First tell us something about yourself?
Ever since I can remember, I’ve loved stories. “Tell me about the olden days,” I used to say to my mom, meaning, “What was it like when you were a kid?” “Tell me again how I’d climb onto your lap when I was a baby to eat your ice cream,” I’d insist to my dad. I even liked the stories about the boogieman my big sister made to scare me. My favorite toys were dolls and my favorite games involved playing pretend, which is really just another form of storytelling. And of course I loved being read to. Where the Wild Things Are. Harry the Dirty Dog. Harold and the Purple Crayon. Once, in kindergarten, I read a book aloud to my class. “She’s just making it up,” I heard one boy say to another. He was right that I couldn’t read yet, but I hadn’t made up a single word. I simply knew the book by heart because I’d had my mother read it to me so many times. I don’t remember what book it was, but I do remember it rhymed horse with of course. That was something else I was beginning to love: how words sounded when you put them next to each other in different combinations.

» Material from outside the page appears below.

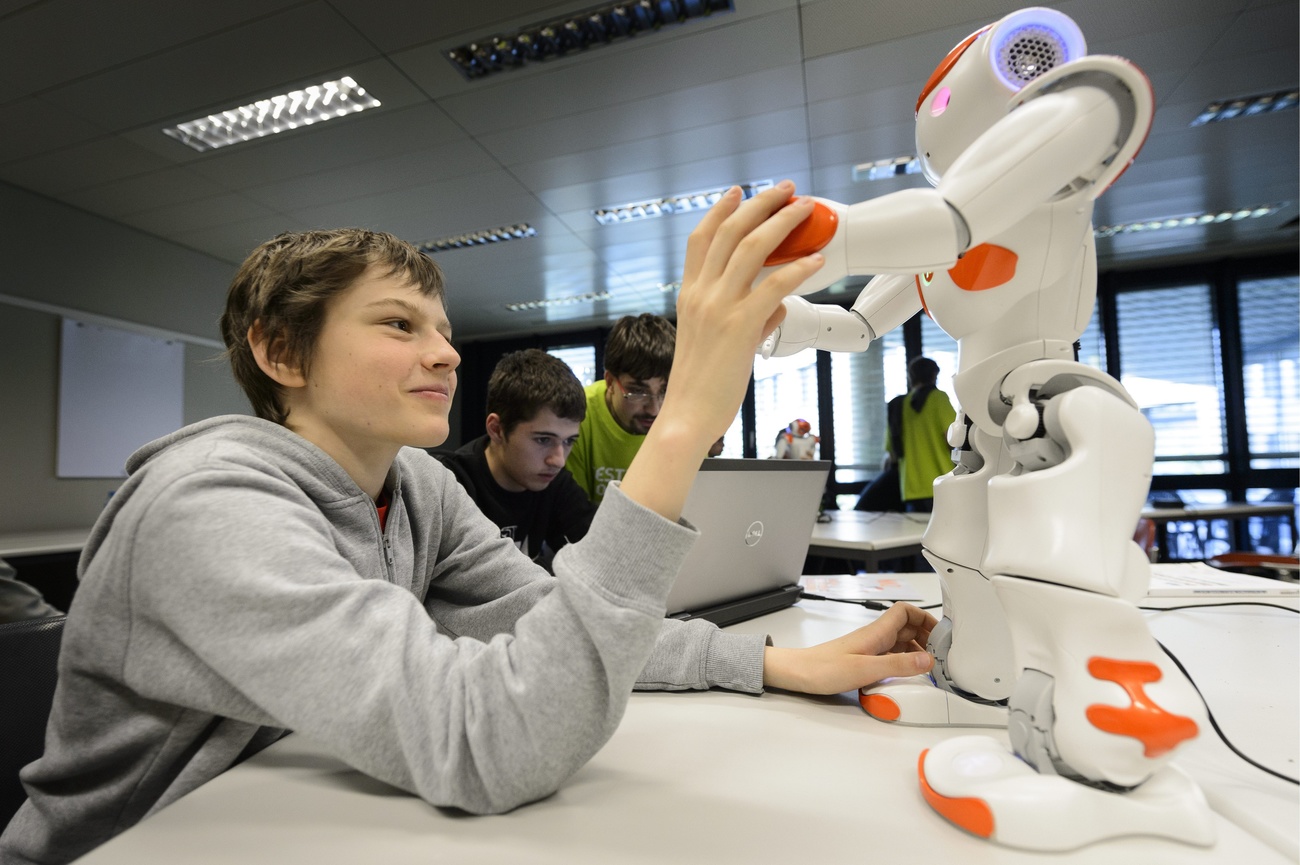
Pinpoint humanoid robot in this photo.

Q: How and when did your journey start as a writer?
When I was in fifth grade, I discovered the books of Judy Blume. Reading them was like having a friend talk to you. She stayed my favorite author for the next few years, along with another writer of middle grade and young adult books named Norma Klein. When I was in seventh grade, I decided that what I’d most like to do with my life was write books like they did. I bought a notebook with purple pages and a flowered cover and started filling it with poems and stories. I soon learned that when you write down your thoughts and ideas, you can discover things you didn’t know you knew.
Q: When did you write your first story? Is it published or not?
I published poems before I published stories. The first one, when I was in first grade, was printed in The Sandpaper, our school magazine. It went like this:
When I get home from school
I like to eat.
Then I can have my treat.
Isn’t that neat?
Q: Tell us something more about your books?
I have three books for children. The first, Starfish Summer, is about a girl named Amy who is staying in a beach town with her great aunt for the summer. Her mom is away for work and Amy is really homesick. What’s worse, the neighbor she most wants to be friends with isn’t so sure she wants a friend who will be leaving when the season is over. Next, I wrote an alphabet book for younger kids called Tangerines and Tea: My Grandparents and Me. It’s made up of couplets, which means each page has two lines that rhyme with each other. My new children’s novel, August Or Forever, is the story of ten-year-old Molly who, when she finds out that her much older half-sister Alison is finally coming to visit over the summer, figures out a plan she’s sure will get her sister to stay.
Q: Why do you choose kids as your readers? is there any specific reason?
Some of my favorite people are kids and some of my favorite books are children’s books. I write books for adults too, but it’s a special gift to be able to share my writing with young readers. I love you guys for your questioning minds, your openness, and your brilliant imaginations.
Q: How did these stories and characters come to your mind?
I think they come to me because I’m open to them. I’m listening for them. Molly from August Or Forever came to me because I know something about what it feels like to miss a sister and I realized there are probably a lot of kids out there who are missing someone. So I listened for Molly and she began to tell me what it felt like to be her. I knew her voice and I understood her longing when I began writing. The ins and outs of her story came more slowly.
Q: Do you want to leave any message for your readers?
Books can be wonderful company. So can a notebook. If you have one or the other with you, you’ll never be lonely.